George Weber, "Sturgeon River," 1980, serigraph, edition of 35, 13" x 10 1/4".
May 14 - 31, 2005, Scott Gallery, Edmonton
May 14 - 21,2005, Willock and Sax Gallery, Waterton Lakes.
By Mary Joyce
By rejecting the Group of Seven “empty” landscape, George Webber’s soft, clean-lined serigraphs anticipate the interest of a much-later generation in the interaction of nature and culture. He records human impact on the prairie: a sundance among the Peigan, pumpjacks and grain elevators, irrigation waterworks along stream and river courses. His print of the Athabasca Glacier in the 1950s can now prove, by comparison, the effects of global warming. His Edmonton and Calgary skylines at night and by day glorify modernism in architecture, if not through his own aesthetic.
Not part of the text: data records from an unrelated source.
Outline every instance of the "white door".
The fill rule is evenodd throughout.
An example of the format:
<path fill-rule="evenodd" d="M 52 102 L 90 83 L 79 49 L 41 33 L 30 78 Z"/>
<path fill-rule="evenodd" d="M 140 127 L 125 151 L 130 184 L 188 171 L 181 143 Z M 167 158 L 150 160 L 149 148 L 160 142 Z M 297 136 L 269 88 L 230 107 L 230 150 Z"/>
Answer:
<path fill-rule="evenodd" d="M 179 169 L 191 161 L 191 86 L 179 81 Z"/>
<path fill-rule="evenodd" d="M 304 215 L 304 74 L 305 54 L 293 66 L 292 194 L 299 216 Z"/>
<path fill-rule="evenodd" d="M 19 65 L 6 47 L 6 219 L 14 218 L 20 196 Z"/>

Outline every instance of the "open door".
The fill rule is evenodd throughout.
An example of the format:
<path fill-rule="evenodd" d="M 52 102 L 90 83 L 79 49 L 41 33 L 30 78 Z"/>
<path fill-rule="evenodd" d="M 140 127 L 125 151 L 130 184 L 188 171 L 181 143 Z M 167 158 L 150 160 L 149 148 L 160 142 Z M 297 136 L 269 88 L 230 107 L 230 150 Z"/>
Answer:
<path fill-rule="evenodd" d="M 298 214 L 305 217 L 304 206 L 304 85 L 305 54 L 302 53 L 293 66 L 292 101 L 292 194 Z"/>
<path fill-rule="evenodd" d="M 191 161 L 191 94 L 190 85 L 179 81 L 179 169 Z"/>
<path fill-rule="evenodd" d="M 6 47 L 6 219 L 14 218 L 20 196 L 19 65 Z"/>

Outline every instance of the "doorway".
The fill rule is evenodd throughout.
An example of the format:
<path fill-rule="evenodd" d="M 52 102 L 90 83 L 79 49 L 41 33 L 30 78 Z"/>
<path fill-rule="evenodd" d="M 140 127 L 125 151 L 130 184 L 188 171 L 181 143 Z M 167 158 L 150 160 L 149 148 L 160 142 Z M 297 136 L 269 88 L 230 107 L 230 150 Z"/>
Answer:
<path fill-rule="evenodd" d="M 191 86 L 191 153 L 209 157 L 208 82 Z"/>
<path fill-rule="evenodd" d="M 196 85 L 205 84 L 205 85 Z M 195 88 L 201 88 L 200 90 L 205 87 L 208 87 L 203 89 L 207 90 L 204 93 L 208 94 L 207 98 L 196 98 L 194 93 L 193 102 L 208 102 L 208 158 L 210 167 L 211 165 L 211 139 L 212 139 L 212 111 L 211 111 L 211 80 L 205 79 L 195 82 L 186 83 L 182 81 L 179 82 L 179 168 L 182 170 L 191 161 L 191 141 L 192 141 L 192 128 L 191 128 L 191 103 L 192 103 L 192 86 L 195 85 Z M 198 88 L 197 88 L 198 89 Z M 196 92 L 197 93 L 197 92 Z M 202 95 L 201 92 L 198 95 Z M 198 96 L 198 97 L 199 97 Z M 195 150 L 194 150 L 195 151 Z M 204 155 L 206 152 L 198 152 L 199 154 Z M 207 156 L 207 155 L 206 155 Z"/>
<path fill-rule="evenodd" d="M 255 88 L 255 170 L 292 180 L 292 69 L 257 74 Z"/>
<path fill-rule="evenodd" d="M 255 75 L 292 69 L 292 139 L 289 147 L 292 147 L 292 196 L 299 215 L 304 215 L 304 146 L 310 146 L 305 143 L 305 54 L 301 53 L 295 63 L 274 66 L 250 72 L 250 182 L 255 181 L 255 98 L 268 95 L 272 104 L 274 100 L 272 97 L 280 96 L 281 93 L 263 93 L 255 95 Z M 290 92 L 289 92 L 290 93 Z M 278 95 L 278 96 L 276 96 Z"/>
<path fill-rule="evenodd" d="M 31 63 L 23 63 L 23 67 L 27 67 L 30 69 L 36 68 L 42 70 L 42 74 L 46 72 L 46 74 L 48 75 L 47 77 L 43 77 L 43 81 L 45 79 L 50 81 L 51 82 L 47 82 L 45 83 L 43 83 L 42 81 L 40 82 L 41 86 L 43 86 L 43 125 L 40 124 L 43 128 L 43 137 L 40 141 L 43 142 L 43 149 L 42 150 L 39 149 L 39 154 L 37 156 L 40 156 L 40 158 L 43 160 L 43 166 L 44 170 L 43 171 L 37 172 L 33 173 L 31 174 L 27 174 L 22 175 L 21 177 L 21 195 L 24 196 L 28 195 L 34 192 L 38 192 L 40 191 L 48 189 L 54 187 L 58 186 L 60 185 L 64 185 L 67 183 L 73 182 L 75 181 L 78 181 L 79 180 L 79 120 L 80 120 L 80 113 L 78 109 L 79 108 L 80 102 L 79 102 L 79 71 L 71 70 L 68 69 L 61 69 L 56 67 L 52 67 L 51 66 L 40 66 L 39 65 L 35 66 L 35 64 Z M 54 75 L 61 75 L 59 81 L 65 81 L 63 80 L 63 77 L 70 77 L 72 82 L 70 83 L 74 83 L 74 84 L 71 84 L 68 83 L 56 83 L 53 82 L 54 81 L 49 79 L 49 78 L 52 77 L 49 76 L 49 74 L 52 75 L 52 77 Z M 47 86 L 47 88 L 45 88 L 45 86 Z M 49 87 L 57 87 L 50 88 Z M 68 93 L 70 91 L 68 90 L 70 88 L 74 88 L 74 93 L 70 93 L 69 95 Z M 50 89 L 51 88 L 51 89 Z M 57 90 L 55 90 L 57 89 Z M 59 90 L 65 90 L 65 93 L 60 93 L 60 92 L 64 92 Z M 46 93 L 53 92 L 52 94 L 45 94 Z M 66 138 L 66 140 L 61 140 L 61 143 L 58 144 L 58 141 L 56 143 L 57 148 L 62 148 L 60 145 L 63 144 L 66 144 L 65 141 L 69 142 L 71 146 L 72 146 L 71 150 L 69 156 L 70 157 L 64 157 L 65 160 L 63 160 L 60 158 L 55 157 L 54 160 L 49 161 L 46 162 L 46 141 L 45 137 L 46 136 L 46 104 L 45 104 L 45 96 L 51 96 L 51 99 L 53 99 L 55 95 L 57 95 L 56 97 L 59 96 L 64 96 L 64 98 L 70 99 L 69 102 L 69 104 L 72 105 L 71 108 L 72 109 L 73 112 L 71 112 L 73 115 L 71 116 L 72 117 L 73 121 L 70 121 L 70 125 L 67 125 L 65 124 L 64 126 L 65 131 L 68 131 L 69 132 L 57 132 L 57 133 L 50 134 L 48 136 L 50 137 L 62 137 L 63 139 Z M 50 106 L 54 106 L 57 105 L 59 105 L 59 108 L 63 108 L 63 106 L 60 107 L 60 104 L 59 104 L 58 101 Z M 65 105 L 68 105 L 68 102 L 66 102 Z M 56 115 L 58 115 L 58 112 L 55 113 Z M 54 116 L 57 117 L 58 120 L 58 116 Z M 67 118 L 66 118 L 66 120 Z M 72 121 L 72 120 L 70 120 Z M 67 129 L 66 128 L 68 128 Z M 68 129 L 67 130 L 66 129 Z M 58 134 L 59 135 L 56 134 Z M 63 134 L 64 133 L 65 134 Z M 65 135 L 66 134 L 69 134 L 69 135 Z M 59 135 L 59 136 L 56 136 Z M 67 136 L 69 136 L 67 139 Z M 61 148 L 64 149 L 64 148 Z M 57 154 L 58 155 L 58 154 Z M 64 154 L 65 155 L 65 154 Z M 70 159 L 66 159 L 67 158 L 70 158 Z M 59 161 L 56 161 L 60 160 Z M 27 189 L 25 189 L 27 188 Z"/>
Raised in Germany, trained in Munich in wallpaper design and display, he studied composition, colour and commercial silkscreen techniques in Toronto from 1930 to ‘34. His work was traditional, conventional, illustrative; his attitude was workmanlike, serious and focused, and for 50-plus years he promoted the practice of fine-art printmaking in Edmonton. Weber passed away at age 95 in 2002, leaving behind a body of serigraphs documenting Alberta’s transformation from depression-era wild west to oil-rich urban prosperity. Significant in the field of printmaking, he maintained his day job as
a commercial artist while teaching, writing, lecturing, and producing prints throughout the province.
Represented by: Scott Gallery, Edmonton; Willock and Sax Gallery, Waterton Lakes. Whyte Museum of the Canadian Rockies, Banff, has a study collection of Weber prints.